Niagara Gazette — In the month of September, students making their way back to their schools usually spend a bit of time acclimating themselves to their new surroundings. Whether it be new classmates, room assignments, teachers or buildings, something different is presented to everyone.
This year, a new law is rearing its head which has a massive effect on each student in New York state. The Dignity For All Students Law went into effect in July and addresses one of life's largely overlooked and criticized experiences: bullying.

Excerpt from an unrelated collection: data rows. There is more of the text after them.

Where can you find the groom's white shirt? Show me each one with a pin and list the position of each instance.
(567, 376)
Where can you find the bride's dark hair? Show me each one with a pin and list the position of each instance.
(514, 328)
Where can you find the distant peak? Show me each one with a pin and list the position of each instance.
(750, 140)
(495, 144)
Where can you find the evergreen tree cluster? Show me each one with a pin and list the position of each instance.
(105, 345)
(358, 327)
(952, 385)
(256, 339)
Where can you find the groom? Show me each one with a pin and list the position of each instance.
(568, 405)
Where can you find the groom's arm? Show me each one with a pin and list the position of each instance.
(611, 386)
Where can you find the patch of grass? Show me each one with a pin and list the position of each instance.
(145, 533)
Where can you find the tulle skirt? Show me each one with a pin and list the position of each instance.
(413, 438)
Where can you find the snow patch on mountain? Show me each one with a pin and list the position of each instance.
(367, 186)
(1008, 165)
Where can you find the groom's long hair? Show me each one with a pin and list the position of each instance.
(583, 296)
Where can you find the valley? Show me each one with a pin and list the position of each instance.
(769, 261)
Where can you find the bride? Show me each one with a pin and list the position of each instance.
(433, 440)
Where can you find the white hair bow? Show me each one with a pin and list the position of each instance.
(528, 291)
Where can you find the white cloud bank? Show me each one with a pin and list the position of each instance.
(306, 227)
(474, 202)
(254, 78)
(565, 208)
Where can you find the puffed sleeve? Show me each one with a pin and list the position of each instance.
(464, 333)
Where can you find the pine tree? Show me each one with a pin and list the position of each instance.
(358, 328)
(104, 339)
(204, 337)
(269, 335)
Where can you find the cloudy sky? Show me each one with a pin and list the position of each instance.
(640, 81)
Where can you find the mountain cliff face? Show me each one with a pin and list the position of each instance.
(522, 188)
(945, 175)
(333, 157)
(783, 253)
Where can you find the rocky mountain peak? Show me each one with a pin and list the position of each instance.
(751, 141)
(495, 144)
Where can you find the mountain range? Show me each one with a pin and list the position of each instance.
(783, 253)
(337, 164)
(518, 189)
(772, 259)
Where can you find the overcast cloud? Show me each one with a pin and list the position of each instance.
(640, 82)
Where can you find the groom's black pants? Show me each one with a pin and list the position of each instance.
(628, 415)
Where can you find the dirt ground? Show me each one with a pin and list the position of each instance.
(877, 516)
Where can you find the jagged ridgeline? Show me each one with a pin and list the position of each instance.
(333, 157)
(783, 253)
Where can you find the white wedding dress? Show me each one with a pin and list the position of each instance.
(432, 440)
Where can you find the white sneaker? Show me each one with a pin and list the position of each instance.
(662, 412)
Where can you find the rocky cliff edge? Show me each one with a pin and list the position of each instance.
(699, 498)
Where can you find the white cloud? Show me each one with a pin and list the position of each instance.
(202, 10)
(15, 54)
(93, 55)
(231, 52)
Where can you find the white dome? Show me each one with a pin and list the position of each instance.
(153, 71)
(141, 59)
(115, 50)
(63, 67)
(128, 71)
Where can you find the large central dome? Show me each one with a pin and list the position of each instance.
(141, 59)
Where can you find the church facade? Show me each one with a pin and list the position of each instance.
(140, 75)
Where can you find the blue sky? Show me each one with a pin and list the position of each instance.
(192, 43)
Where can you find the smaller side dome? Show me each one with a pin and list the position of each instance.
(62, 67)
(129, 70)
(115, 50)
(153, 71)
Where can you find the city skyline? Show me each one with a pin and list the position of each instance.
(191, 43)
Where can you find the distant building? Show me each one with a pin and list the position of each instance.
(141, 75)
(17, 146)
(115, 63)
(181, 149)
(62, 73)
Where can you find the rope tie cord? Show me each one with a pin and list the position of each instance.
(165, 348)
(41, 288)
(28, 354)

"New York State’s Dignity for All Students Act — or The Dignity Act — seeks to provide the state’s public elementary and secondary school students with a safe and supportive environment free from discrimination, intimidation, taunting, harassment and bullying on school property, a school bus or at a school function," according to the state Education Department's website, www.nysed.gov.
It's easy to think The Dignity Act was created in response to some of the state's recent tragedies concerning bullies, especially last year's suicide of Jamey Rodemeyer, the Williamsville student who took his own life after years of constant harassment. Or Tyler Clementi, the 18-year-old Rutgers University student who jumped from the George Washington Bridge in 2010 after his roommate and another student captured video of him kissing another man.
But this isn't the case. State lawmakers passed the bill in September 2010 a whole year before the Rodemeyer tragedy (and though it doesn't affect a college campus setting, nine days before Clementi jumped).
The act itself does two major things. Most importantly, the act outlaws both bullying and harassment in any form — including perceived but not actually happening – according to different races, weights, national origins, ethnic groups, religions, religious practices, mental or physical abilities, sexual orientations, gender identity and sexes. It also requires each student, faculty member or administrator to report each instance.